“There is no such thing as hell, of course, but if there was, then the sound track to the screaming, the pitchfork action and the infernal wailing of damned souls would be a looped medley of ‘show tunes’ drawn from the annals of musical theater.” Gail Honeyman, Eleanor Oliphant is Completely Fine.

I took a six-week course at my residence, Topics in American Musical Theater. It was presented by a marvelous teacher, Dan Egan, who also teaches at Yale. We students were charged with watching a specific musical or two before each class and were also given some short reading. We started with Oklahoma!, the seminal show integrating music, lyrics, text, and dance.

The second week we moved on to Kiss Me Kate (by happenstance, the spouse is in a play-reading group making its way through Taming of the Shrew) and Guys and Dolls. I watched an online version of Kiss Me, which I had not seen before. Not my favorite. I also watched the movie Guys and Dolls, which I had seen before. The film is not the encapsulation of the stage show, since four or five songs were dropped from the movie, including “A Bushel and a Peck,” which I remember my mother singing when I was a tyke. When I first saw the movie, I thought Marlon Brando was miscast. This time I realized that Frank Sinatra was out of place, but I had seen a wonderful revival on Broadway with the always marvelous Nathan Lane. I came out, however, not humming any of his songs but singing “Sit Down You’re Rocking the Boat.”

The next week we considered West Side Story and Music Man.
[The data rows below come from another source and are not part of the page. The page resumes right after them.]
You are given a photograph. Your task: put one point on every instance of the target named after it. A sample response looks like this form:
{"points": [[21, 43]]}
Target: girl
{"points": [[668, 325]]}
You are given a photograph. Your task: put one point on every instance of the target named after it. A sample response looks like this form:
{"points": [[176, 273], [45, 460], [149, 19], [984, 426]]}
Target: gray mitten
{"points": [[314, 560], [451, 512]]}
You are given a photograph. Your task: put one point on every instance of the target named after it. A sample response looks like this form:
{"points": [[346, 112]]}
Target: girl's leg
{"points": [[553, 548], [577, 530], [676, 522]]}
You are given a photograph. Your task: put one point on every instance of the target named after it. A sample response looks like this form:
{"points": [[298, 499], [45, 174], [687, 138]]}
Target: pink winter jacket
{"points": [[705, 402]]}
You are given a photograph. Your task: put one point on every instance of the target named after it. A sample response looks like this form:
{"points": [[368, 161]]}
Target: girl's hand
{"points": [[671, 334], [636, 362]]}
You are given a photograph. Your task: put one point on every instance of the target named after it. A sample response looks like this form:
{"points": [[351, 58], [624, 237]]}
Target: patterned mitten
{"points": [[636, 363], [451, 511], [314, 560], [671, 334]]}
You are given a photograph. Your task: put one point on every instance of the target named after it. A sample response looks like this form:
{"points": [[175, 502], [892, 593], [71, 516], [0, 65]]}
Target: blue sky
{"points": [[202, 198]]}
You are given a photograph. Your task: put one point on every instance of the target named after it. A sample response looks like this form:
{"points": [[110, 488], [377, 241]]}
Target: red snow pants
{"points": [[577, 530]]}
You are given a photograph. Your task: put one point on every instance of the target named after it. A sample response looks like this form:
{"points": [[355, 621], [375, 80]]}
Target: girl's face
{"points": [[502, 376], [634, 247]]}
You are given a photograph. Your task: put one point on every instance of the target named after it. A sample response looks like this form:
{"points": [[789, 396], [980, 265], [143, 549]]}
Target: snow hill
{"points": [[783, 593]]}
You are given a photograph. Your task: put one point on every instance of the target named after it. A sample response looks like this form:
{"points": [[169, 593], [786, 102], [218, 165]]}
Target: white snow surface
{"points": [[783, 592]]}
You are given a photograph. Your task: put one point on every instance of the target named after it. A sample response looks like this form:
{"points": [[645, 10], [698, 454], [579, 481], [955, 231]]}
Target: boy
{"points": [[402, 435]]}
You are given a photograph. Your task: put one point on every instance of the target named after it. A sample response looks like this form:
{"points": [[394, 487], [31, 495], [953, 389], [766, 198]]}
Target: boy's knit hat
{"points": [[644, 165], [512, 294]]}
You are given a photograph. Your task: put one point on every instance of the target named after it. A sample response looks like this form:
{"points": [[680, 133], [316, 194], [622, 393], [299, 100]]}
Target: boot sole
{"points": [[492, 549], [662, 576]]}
I had seen movie versions of both. Some years ago the spouse and I went to see a re-release of the 1961 West Side Story at a small theater in Brooklyn. Just before its start, a dozen male and female students from a nearby “elite” high school walked in. When the whistling and the finger popping and the crouched dancing began, the teenage-boy jokes started flying. The scene was easy to make fun of, and even the St. Anne’s students could think they were tougher than these 1950s dancing juvenile delinquents. The students, however, soon settled into watch. By the end, most were crying. Seeing it again this time, both the spouse and I were in tears, too.

I have seen the Music Man movie many more times since it was something the son watched over and over and over again at one stage of childhood. Because he liked it so much, I took him to a summer stock production of the musical. He came out critical. It did not have Robert Preston. It starred Gary Sandy, best known as a star of WKRP in Cincinnati. The production seemed more semi-professional than professional, and I learned that every presentation of a classical musical is not necessarily worth attending. Somewhat to my surprise, I have never seen a stage production of West Side Story.
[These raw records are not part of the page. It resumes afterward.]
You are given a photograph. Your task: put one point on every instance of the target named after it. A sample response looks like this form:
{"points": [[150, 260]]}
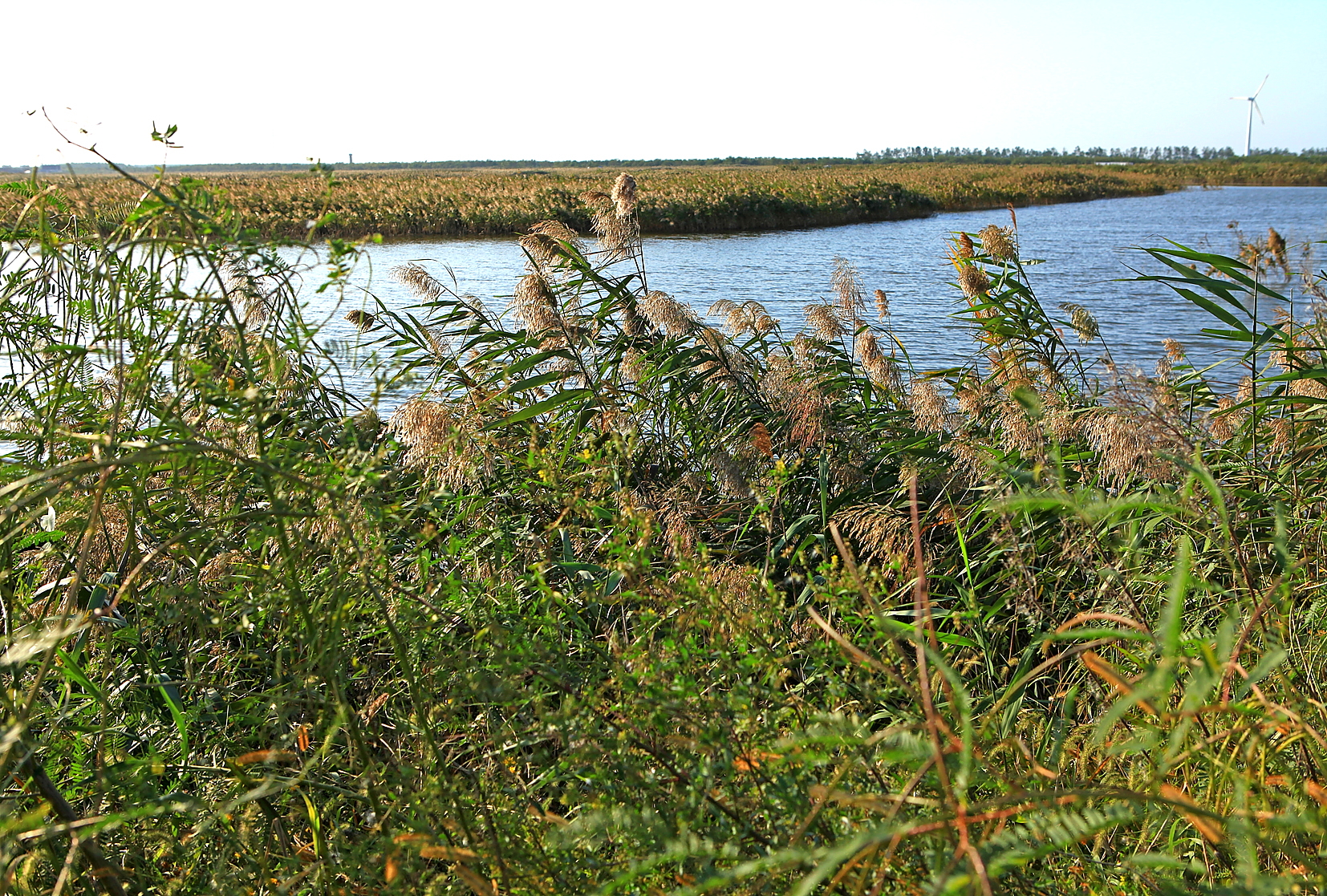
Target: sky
{"points": [[280, 81]]}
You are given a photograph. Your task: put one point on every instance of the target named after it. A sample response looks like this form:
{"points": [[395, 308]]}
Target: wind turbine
{"points": [[1253, 103]]}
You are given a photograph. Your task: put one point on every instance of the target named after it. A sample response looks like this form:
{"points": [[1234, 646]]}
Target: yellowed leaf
{"points": [[448, 853]]}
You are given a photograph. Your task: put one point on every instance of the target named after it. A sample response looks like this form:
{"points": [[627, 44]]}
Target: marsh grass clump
{"points": [[620, 600]]}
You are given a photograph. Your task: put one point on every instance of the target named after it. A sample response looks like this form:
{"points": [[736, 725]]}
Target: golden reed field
{"points": [[679, 201], [673, 201]]}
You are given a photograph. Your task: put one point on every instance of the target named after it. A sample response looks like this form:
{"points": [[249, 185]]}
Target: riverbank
{"points": [[680, 201]]}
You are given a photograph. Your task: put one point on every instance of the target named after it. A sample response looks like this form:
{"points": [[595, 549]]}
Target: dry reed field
{"points": [[676, 201], [679, 201], [629, 599]]}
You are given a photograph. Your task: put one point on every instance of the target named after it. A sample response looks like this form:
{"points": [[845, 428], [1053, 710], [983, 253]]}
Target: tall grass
{"points": [[675, 201], [629, 602]]}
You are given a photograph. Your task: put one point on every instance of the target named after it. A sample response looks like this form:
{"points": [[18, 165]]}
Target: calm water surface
{"points": [[1087, 247]]}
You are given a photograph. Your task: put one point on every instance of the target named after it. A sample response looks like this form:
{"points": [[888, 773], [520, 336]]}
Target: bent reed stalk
{"points": [[624, 602]]}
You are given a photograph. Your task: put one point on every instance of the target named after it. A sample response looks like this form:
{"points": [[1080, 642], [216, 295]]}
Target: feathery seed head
{"points": [[927, 407], [824, 322], [535, 306], [998, 242], [1081, 320], [624, 194], [1276, 245], [418, 280], [548, 243], [973, 280], [668, 314], [1282, 433], [872, 359], [363, 320], [1225, 420], [847, 282], [1164, 367], [761, 440]]}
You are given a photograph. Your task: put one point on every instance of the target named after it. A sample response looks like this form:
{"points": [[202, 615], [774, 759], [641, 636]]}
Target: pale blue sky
{"points": [[257, 81]]}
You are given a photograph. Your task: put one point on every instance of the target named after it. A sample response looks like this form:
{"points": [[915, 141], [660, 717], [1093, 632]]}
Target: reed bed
{"points": [[679, 201], [632, 599], [685, 201]]}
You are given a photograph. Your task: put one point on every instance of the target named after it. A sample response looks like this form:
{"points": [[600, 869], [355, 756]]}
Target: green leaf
{"points": [[539, 407]]}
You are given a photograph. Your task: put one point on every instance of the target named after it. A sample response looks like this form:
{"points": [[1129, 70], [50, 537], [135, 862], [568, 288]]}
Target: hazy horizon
{"points": [[693, 81]]}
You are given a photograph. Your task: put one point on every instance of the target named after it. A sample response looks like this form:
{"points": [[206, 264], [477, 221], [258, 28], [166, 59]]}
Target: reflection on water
{"points": [[1086, 247]]}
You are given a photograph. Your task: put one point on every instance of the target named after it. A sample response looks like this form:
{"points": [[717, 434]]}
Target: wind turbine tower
{"points": [[1253, 103]]}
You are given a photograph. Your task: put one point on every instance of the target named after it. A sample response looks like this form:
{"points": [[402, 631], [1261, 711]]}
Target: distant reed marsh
{"points": [[675, 201]]}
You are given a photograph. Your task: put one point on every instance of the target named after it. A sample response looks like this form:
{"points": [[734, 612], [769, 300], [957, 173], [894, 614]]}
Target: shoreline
{"points": [[430, 205]]}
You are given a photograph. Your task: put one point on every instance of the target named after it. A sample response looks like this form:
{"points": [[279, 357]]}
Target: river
{"points": [[1087, 249]]}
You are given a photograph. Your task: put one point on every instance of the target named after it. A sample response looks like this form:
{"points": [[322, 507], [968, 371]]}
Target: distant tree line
{"points": [[989, 156], [1020, 154]]}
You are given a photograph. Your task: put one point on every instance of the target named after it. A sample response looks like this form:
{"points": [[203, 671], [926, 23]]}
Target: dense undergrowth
{"points": [[627, 602]]}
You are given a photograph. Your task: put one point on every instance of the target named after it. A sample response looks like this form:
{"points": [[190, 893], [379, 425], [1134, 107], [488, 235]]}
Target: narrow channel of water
{"points": [[1087, 247]]}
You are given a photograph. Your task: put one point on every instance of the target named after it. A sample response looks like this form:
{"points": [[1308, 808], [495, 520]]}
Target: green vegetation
{"points": [[685, 201], [624, 602], [675, 201]]}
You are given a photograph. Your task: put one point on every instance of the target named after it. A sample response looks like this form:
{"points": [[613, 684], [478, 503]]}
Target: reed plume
{"points": [[973, 280], [418, 280], [547, 245], [440, 442], [927, 407], [824, 322], [363, 320], [882, 304], [1081, 320], [1225, 420], [875, 363], [998, 242], [624, 194], [668, 314], [535, 306], [847, 283]]}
I did not know that these two quite different musicals opened a few months apart and vied for that year’s Tony award with Meredith Wilson’s production winning in a controversial, close vote. The assigned reading maintained that the two plays showed different ways of dealing with America’s race or ethnic differences. Of course, West Side Story deals with those issues, but I was not convinced about Music Man. The thesis just seemed to be an academic overreach. I was pleased, however, that the instructor played a video of Larry Kert, the original Broadway Tony, singing. He had a marvelous voice. We did not discuss, however, the appropriateness of movies casting leads and then dubbing their singing as was done in West Side Story, or Natalie Wood’s attempt at a Puerto Rican accent.
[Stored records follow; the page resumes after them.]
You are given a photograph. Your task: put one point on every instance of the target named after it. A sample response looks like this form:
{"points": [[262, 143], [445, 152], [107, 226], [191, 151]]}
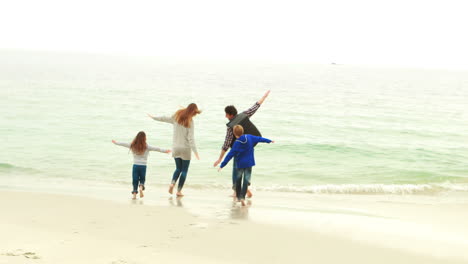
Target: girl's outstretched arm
{"points": [[127, 145], [151, 148], [162, 118]]}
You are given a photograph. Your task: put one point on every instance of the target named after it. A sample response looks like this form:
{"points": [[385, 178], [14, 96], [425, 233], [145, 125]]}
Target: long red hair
{"points": [[184, 116], [138, 145]]}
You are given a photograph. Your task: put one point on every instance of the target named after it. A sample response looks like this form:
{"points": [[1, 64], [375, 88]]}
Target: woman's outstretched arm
{"points": [[162, 118]]}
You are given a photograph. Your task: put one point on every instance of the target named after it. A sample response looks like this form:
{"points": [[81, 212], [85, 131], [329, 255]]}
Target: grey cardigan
{"points": [[183, 142]]}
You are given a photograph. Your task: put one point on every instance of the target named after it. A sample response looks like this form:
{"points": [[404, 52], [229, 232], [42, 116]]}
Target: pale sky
{"points": [[397, 33]]}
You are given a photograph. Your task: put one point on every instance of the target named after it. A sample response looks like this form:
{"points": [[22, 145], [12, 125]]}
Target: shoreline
{"points": [[183, 230]]}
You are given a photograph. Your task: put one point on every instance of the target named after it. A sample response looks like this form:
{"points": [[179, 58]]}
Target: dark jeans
{"points": [[181, 171], [139, 176], [234, 172], [243, 182]]}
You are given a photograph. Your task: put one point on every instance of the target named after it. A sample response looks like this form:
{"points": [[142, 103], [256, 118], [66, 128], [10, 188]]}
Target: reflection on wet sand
{"points": [[240, 212], [178, 201]]}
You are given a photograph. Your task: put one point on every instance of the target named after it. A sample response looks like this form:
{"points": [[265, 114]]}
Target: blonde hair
{"points": [[238, 130], [184, 116]]}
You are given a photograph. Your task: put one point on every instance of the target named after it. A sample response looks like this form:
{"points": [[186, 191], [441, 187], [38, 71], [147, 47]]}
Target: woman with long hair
{"points": [[183, 143], [140, 150]]}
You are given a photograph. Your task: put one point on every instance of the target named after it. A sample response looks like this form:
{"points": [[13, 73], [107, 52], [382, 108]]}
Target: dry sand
{"points": [[48, 228]]}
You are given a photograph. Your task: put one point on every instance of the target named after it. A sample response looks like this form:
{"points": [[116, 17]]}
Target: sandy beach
{"points": [[53, 228]]}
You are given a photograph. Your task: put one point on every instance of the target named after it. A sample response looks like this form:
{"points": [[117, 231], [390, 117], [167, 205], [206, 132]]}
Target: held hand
{"points": [[264, 97]]}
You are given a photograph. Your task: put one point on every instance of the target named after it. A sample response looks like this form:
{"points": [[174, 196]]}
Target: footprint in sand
{"points": [[31, 255], [20, 252], [119, 262]]}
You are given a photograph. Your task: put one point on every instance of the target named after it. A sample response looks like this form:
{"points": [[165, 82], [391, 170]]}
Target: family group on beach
{"points": [[241, 137]]}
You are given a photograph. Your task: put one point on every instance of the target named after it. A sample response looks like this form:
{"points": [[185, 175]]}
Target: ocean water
{"points": [[338, 128]]}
I also felt as if I irritated the instructor that class. I had privately corrected him a week or two before. He was talking about Vaudevillian villains who twirled their mustaches and referred to such a person as Dudley Do-Right. As a devoted follower of George of the Jungle, I knew he meant Snidely Whiplash. Dan graciously accepted the correction. That was minor, but it felt more important when he labeled the Jets in West Side Story as W.A.S.Ps. I, privately told him that there was no way a gang on the west side in 1950s New York were white Anglo-Saxon protestants. In fact, there is a point in the production where ethnic slurs are tossed about and Tony, an original leader of the Jets, is called a Polack. I said the Jets were not high up on the social ladder, only a bit higher than the Sharks, and that was part of the reason for the intense bitterness between them. Dan maintained that in the literature the Jets are called wasps. I said that if so, those commentators were wrong. That seemed to irritate him, and I dropped the topic.

The “students” in the course were of my generation, and several repeatedly made the point that they did not like contemporary musicals because they were no longer musical. Many seemed almost hostile when we turned to Sweeney Todd, where hummable tunes were few but strident,  emotionally powerful singing plentiful. The instructor did a marvelous job explicating the innovative music and the remarkable lyrics. The repeated T sound in “Attend the tale of Sweeney Todd,” for example, is brilliant, but so is much else in the show. I had seen a filmed version of Sweeney Todd with the always marvelous Angela Lansbury and George Hearn, and one Broadway production featuring Patti Lupone (she played the tuba), but I had not fully realized Sweeney Todd’s brilliance until I was led through it by Dan.

We finished with Hamilton. Time and again during the class I had heard how someone had gone to the show with their grandchildren, who loved it, while the grandparent had gotten little from it. Once again, however, the class opened my eyes and ears. I realized how remarkable Hamilton is, a truly transformative musical. Thanks, Dan.